对于inputoutput这里先不做细追,我猜测input中应该包含绘制的数据。但getSlotFromBufferLocked(buffer)是干什么的呢?它其实就是获取真正的GraphicBuffer的在mSlots集合中真正的index:

Surface.cpp

int Surface::getSlotFromBufferLocked(android_native_buffer_t* buffer) const {
    for (int i = 0; i < NUM_BUFFER_SLOTS; i++) {
        if (mSlots[i].buffer != NULL && mSlots[i].buffer->handle == buffer->handle) {
            return i;
        }
    }
    return BAD_VALUE;
}

对于mSlots集合,可以认为他就是按顺序保存GraphicBuffer的数组即可:

Surface.h

// mSlots stores the buffers that have been allocated for each buffer slot.
    // It is initialized to null pointers, and gets filled in with the result of
    // IGraphicBufferProducer::requestBuffer when the client dequeues a buffer from a
    // slot that has not yet been used. The buffer allocated to a slot will also
    // be replaced if the requested buffer usage or geometry differs from that
    // of the buffer allocated to a slot.
    BufferSlot mSlots[NUM_BUFFER_SLOTS];

继续看mGraphicBufferProducer->queueBuffer(i, input, &output), 通过上一篇文章已经知道mGraphicBufferProducerBufferQueueProducer的实例:

BufferQueueProducer.cpp

status_t BufferQueueProducer::queueBuffer(int slot, const QueueBufferInput &input, QueueBufferOutput *output) { 

    //从input中获取一些列参数
    input.deflate(&requestedPresentTimestamp, &isAutoTimestamp, &dataSpace,
        &crop, &scalingMode, &transform, &acquireFence, &stickyTransform,
        &getFrameTimestamps);


    sp<IConsumerListener> frameAvailableListener;
    sp<IConsumerListener> frameReplacedListener;
    BufferItem item; //可以理解为一个待渲染的帧

    ...下面就是对item的一系列赋值操作

    item.mAcquireCalled = mSlots[slot].mAcquireCalled; 
    item.mGraphicBuffer = mSlots[slot].mGraphicBuffer; //根据slot获取GraphicBuffer。
    item.mCrop = crop;
    item.mTransform = transform &
            ~static_cast<uint32_t>(NATIVE_WINDOW_TRANSFORM_INVERSE_DISPLAY);
    item.mTransformToDisplayInverse =
            (transform & NATIVE_WINDOW_TRANSFORM_INVERSE_DISPLAY) != 0;
    item.mScalingMode = static_cast<uint32_t>(scalingMode);
    item.mTimestamp = requestedPresentTimestamp;
    item.mIsAutoTimestamp = isAutoTimestamp;
    
    ...

    if (frameAvailableListener != NULL) {
        frameAvailableListener->onFrameAvailable(item); //item是一个frame,准备完毕,要通知外界
    } else if (frameReplacedListener != NULL) {
        frameReplacedListener->onFrameReplaced(item);
    }

    addAndGetFrameTimestamps(&newFrameEventsEntry,etFrameTimestamps ? &output->frameTimestamps : nullptr);

    return NO_ERROR;
}

其实从queueBuffer()可以看出,mGraphicBufferProducer中存放的都是可以被渲染的GraphicBuffer,这个buffer可能被渲染完毕,也可能处于待渲染状态。

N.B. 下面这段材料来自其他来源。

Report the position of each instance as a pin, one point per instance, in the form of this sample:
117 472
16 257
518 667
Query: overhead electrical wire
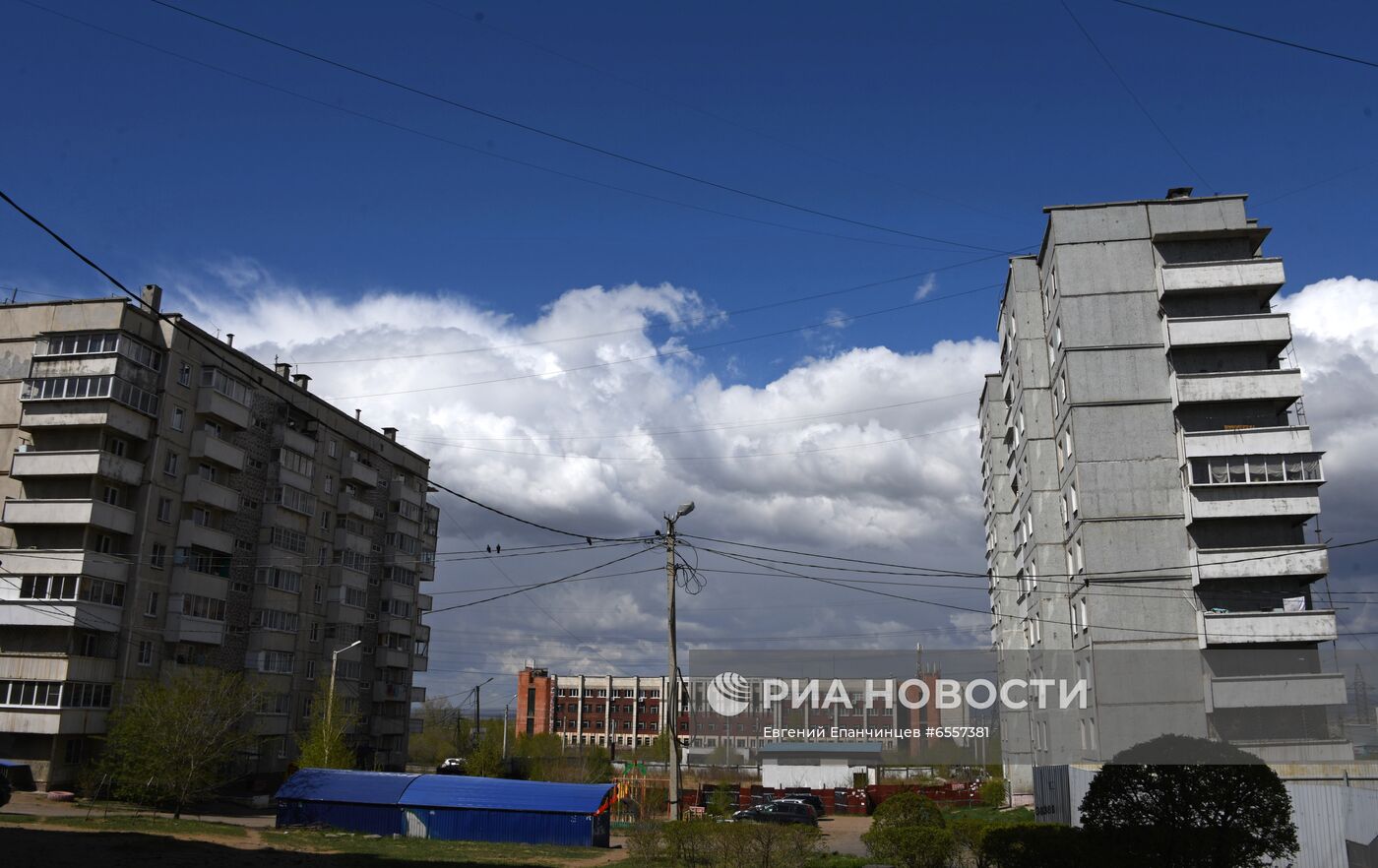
532 128
1250 33
461 145
1132 93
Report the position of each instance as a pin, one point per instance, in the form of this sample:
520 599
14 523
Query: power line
1130 92
557 137
461 145
671 323
675 351
1250 33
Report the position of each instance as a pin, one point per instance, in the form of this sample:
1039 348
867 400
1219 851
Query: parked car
778 812
808 798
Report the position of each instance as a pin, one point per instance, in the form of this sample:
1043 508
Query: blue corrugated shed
498 794
341 785
448 806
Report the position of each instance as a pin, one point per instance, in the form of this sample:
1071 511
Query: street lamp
330 698
672 692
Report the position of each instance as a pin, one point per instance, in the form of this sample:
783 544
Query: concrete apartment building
624 712
1148 478
169 503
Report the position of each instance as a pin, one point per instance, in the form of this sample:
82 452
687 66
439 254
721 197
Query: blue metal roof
341 785
498 794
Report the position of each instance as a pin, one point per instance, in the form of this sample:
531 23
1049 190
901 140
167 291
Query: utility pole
330 698
672 692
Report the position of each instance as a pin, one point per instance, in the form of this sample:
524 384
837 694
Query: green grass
994 815
420 850
126 823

queueBuffer的主要操作是根据输入参数完善一个BufferItem,然后通知外界去绘制这个BufferItem。这里这个frameAvailableListener是什么呢?有兴趣的同学可以去跟一下, 不过最终回到BufferLayer.onFrameAvailable():

BufferLayer.cpp

// ---------------------------------------------------------------------------
// Interface implementation for SurfaceFlingerConsumer::ContentsChangedListener
// ---------------------------------------------------------------------------
void BufferLayer::onFrameAvailable(const BufferItem& item) {
    ...
    mFlinger->signalLayerUpdate();
}

这个方法直接调用了mFlinger->signalLayerUpdate(),看样是要让SurfaceFlinger来渲染了:

SurfaceFlinger.cpp

void SurfaceFlinger::signalLayerUpdate() {
    mEventQueue->invalidate();
}

至于SurfaceFlinger是如何渲染的,本文就不继续追踪了。用下面这张图总结一下mSurface.unlockCanvasAndPost(canvas):

SurfaceUnlockCanvasAndPost(canvas).png

Canvas与Surface

Canvas是一个绘图的工具类,其API提供了一系列绘图指令供开发者使用。根据绘制加速模式的不同,Canvas有软件Canvas与硬件Canvas只分。Canvas的绘图指令可以分为两个部分:

  • 绘制指令:这些最常用的指令由一系列名为drawXXX的方法提供。他们用来实现实际的绘制行为,例如绘制点、线、圆以及方块等。
  • 辅助指令:这些用于提供辅助功能的指令将会影响后续绘制指令的效果,如设置变换、裁剪区域等。Canvas还提供了saveresotore用于撤销一部分辅助指令的效果。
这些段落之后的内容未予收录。